Les cotisations sociales, y compris CSG et CRDS s’appliquent aux avantages en nature. La base de calcul est la rémunération en espèces et la valeur représentative des avantages en nature, évaluée selon les règles de la Sécurité Sociale. Une grande partie est en fait constituée d’un forfait : forfait repas, logement, véhicule, utilisation de matériels informatiques et téléphoniques essentiellement. Ces forfaits sont revalorisés chaque année.
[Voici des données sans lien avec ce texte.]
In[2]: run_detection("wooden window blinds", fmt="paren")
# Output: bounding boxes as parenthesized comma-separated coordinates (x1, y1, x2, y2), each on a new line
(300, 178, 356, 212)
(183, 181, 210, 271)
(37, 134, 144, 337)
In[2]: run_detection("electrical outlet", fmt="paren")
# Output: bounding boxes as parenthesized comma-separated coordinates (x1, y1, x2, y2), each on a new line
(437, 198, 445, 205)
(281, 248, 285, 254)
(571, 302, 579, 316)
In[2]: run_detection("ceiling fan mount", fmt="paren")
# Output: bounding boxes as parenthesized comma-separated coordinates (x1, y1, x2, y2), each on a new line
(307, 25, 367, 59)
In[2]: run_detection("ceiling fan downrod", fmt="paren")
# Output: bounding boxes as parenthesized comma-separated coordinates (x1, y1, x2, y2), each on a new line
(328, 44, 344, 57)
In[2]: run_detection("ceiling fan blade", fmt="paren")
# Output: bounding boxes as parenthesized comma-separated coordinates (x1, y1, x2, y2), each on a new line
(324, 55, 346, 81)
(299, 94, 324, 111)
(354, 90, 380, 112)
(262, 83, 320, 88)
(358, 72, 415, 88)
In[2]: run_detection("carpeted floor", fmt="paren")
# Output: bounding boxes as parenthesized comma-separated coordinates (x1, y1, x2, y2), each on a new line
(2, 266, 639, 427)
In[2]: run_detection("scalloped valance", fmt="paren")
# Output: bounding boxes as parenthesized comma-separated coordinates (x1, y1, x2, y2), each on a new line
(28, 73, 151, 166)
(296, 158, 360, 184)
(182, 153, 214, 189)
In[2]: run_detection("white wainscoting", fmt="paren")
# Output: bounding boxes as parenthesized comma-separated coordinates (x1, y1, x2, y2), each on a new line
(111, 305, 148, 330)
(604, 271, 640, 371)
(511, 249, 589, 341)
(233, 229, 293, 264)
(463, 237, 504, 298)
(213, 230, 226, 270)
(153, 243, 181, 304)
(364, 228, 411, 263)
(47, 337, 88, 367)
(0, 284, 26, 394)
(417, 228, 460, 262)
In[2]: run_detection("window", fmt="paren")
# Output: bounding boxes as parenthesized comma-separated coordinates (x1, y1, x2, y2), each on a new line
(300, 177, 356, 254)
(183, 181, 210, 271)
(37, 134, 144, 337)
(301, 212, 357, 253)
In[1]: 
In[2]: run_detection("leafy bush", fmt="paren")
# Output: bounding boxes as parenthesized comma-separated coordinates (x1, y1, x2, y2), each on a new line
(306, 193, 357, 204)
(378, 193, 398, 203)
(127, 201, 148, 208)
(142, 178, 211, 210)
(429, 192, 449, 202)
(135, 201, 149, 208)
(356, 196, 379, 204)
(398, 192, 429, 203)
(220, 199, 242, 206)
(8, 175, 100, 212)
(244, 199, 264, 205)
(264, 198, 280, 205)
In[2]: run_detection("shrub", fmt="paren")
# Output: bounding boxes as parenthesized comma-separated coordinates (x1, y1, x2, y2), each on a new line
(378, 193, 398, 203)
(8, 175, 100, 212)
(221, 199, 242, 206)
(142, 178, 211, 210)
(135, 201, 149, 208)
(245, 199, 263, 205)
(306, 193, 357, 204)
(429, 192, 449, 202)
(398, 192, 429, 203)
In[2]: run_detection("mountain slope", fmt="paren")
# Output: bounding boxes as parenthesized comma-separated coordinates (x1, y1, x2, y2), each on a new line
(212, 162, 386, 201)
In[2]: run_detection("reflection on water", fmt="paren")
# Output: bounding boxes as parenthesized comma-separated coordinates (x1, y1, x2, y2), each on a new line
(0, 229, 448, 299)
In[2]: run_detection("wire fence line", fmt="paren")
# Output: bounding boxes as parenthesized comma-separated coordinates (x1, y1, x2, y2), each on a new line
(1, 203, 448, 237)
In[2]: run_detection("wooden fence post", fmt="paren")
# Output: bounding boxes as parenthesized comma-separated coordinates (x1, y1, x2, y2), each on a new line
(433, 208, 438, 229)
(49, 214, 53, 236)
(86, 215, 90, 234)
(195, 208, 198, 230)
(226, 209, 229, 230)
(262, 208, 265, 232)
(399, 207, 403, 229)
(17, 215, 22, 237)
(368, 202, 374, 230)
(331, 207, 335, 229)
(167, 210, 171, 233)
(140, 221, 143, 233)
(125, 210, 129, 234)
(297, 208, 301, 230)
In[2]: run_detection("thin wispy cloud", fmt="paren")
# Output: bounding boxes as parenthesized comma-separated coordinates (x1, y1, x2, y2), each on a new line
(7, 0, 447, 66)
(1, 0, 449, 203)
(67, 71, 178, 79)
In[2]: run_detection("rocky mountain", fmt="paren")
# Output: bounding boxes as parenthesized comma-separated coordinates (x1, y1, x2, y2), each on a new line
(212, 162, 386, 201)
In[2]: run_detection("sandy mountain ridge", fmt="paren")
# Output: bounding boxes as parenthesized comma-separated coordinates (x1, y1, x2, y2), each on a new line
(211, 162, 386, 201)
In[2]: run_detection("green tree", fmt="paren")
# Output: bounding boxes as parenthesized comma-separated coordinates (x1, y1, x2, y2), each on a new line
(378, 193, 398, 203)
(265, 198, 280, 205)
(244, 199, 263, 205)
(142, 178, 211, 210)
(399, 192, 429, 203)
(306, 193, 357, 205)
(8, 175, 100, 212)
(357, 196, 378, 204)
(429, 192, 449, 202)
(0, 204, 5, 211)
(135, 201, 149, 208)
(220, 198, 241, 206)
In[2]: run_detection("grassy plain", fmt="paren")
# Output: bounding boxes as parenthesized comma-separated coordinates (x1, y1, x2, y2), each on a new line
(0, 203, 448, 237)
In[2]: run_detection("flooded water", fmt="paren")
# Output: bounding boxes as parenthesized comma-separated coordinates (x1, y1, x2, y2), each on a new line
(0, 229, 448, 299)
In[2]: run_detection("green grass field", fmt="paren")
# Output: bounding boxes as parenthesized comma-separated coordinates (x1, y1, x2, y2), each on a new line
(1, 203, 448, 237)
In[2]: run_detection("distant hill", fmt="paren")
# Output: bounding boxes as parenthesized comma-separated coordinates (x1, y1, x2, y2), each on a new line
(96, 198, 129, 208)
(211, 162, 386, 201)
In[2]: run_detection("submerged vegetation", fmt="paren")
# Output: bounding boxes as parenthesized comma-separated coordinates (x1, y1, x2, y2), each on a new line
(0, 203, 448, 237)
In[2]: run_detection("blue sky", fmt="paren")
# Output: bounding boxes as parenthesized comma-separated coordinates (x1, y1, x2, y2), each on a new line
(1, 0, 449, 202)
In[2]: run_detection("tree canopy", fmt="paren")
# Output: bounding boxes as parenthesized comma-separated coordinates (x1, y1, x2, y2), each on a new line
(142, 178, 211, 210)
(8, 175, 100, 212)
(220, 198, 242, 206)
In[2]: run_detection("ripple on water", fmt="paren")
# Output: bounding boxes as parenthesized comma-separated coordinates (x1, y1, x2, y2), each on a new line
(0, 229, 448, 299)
Voici les forfaits définis officiellement, qui constituent une base minimale :

- Restauration :  4,60 euros par repas

- Véhicule  

Pour un véhicule acheté : l’évaluation se fait sur la base de 9% du coût d’achat TTC

Pour un véhicule acheté de plus de cinq ans : 6%

Pour un véhicule loué ou en LOA : 30% à 40% du coût global annuel.

Des modifications interviennent si l’employeur prend en charge le carburant.

- Téléphonie et NTIC :  10% du coût annuel de l’abonnement TTC ou du coût d’achat public TTC. L’employeur peut bien entendu utiliser la valeur réelle, à condition de conserver tous les justificatifs.

 

Avantage en nature : et l'impôt ?

Le salarié paie bien entendu de l’impôt sur le revenu sur ces avantages déclarés sur la fiche de paie. Ils restent cependant généralement intéressants y compris une fois les impôts payés. Attention, si le salarié bénéficie d’une déduction forfaitaire au niveau de ses frais ou si le salarié (ou dirigeant) a choisi de déduire ses frais professionnels au réel. Il est également possible de bénéficier d’une exonération d’impôt si la mise à disposition d’un bien donne lieu à une contrepartie.

 

En cas de souci, l’expert-comptable est à même de répondre et de vous conseiller tout comme l’administration fiscale. La plupart du temps, il convient de se pencher sur le cas des avantages en nature, car il y a indexation annuelle au niveau des forfaits. Mais certains cas nécessitent une approche détaillée pour ne pas être à l’amende en cas de contrôle.